As might have been expected, the 2008 Pre-Budget Report includes measures against avoidance. Not all announcements are new.
The notes relating to sale of lessor companies, plant and machinery leasing, and leasing avoidance by film partnerships referred to announcements made on 13 November.
New measures include the following.
Authorised investment funds
An anti-avoidance provision will prevent the corporate streaming provisions in the authorised investment funds (AIF) regulations from applying at all to investors for whom an AIF dividend is be a treated as a trading receipt. This will block attempts to circumvent the current anti-avoidance rules.
This change will mean that the only investors remaining within the scope of the current rules are general insurance companies for whom an AIF dividend is not treated as a trading receipt. This has effect on and after 1 January 2009.
Employment-related securities
As part of the simplification review, legislation will be introduced in Finance Bill 2009 to simplify certain tax rules that apply to employment-related securities or shares (ERS) acquired by employees for less than market value, and to repeal an outdated anti-avoidance provision relating to transactions between associated persons.
The changes will have effect for transactions occurring on or after the date that Finance Bill 2009 receives Royal Assent. The repeal will have effect on and after the same date.
There are three proposed changes to Chapter 3C of Part 7 of ITEPA 2003.

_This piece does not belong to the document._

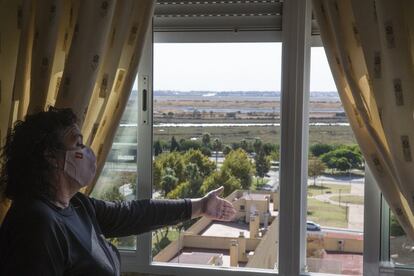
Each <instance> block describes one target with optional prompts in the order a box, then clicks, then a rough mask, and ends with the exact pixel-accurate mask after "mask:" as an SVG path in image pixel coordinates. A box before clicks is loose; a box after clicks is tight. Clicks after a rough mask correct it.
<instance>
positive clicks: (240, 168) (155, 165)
mask: <svg viewBox="0 0 414 276" xmlns="http://www.w3.org/2000/svg"><path fill="white" fill-rule="evenodd" d="M153 168H154V174H153V175H154V186H155V189H156V190H158V191H161V192H162V194H163V195H164V196H165V197H167V198H182V197H199V196H202V195H204V194H205V193H207V192H208V191H210V190H212V189H215V188H218V187H219V186H221V185H223V186H224V196H227V195H228V194H230V193H231V192H233V191H234V190H237V189H250V188H251V186H252V182H253V176H254V175H255V174H256V175H257V176H258V177H264V176H265V174H266V173H267V172H268V171H269V169H270V158H269V156H266V155H265V154H264V151H263V150H260V149H258V154H256V155H255V162H253V161H252V160H251V158H250V156H249V154H248V153H247V152H246V151H244V150H243V149H241V148H238V149H232V150H231V151H230V152H229V153H228V154H227V155H226V156H225V159H224V161H223V164H222V166H221V167H220V168H218V167H217V166H216V163H215V162H214V161H212V160H211V159H210V158H209V157H208V156H206V155H204V154H203V153H202V152H201V151H200V150H195V149H190V150H189V151H186V152H178V151H173V152H169V153H162V154H160V155H158V156H157V157H156V158H155V161H154V167H153Z"/></svg>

If an employee receives shares from his or her employer which are to be paid for in instalments, then sells the shares before all of the instalments have been paid, a tax charge can arise, even where the employee has made no profit overall on the shares. The first of these changes removes this tax charge.
However, if the employee is released from any requirement to pay the instalments then a tax charge may still be imposed. The second change removes a tax charge that can arise on the sale by an employee of nil or partly-paid shares, even where the employee has made no profit overall on the shares.
The third change concerns employees who have received shares from their employer, and a scrip issue or bonus issue is made so that the employees receive new shares in proportion to their existing shareholding.
Although the employees have received no extra value overall, because the value of their existing shares will have fallen, a tax charge under Chapter 3C can arise in some circumstances. The existing provision in s 421D(3) is to be extended to cover shares where they would otherwise be taxed under Chapter 3C. This change will ensure that the correct tax charge (which may be nil) will arise.
TA 1988, s 774 was originally enacted in 1960. It was aimed at transactions which attempted to exploit mismatches in the tax treatment between a company carrying on a trade of dealing in securities and an associated non-dealing company.
The avoidance involved a dealing company seeking a tax deduction from trading income for a write-off of an amount due from an associated 'non-dealing company' which did not suffer tax on the benefit from the write-off.
Section 774 is now redundant because of the legislation enacted in FA 1996 on loan relationships, and FA 2002 on derivative contracts. It is therefore being repealed.
Disclosure
Finance Act 2008 and subsidiary regulations contained improvements to the way scheme reference numbers (SRNs), issued by HMRC for disclosed tax avoidance schemes, are passed on from scheme promoters to end users.
Following discussions with business, further changes will be made to simplify and improve the procedure by which scheme users report a SRN back to HMRC.
The changes will have effect for tax return periods beginning on or after 1 April 2009.
The main change concerns the time when a scheme user is required to report a SRN. Currently, a user must normally first report a number in the tax return for the year, or accounting period in which it is received.
The change will mean the SRN is now first reported in the tax return for the year or accounting period in which the scheme is implemented. There will be no change to the requirement to report a SRN for each subsequent year until the expected tax advantage ceases to apply.
Other changes will extend and clarify the circumstances in which the user is to report a SRN on form AAG4 rather than on a tax return.
These will include:
- where the user is an individual who makes a freestanding claim for loss relief which is affected by the use of the scheme; and
- where there are insufficient boxes on the return for the user to report all of the SRNs required to be reported.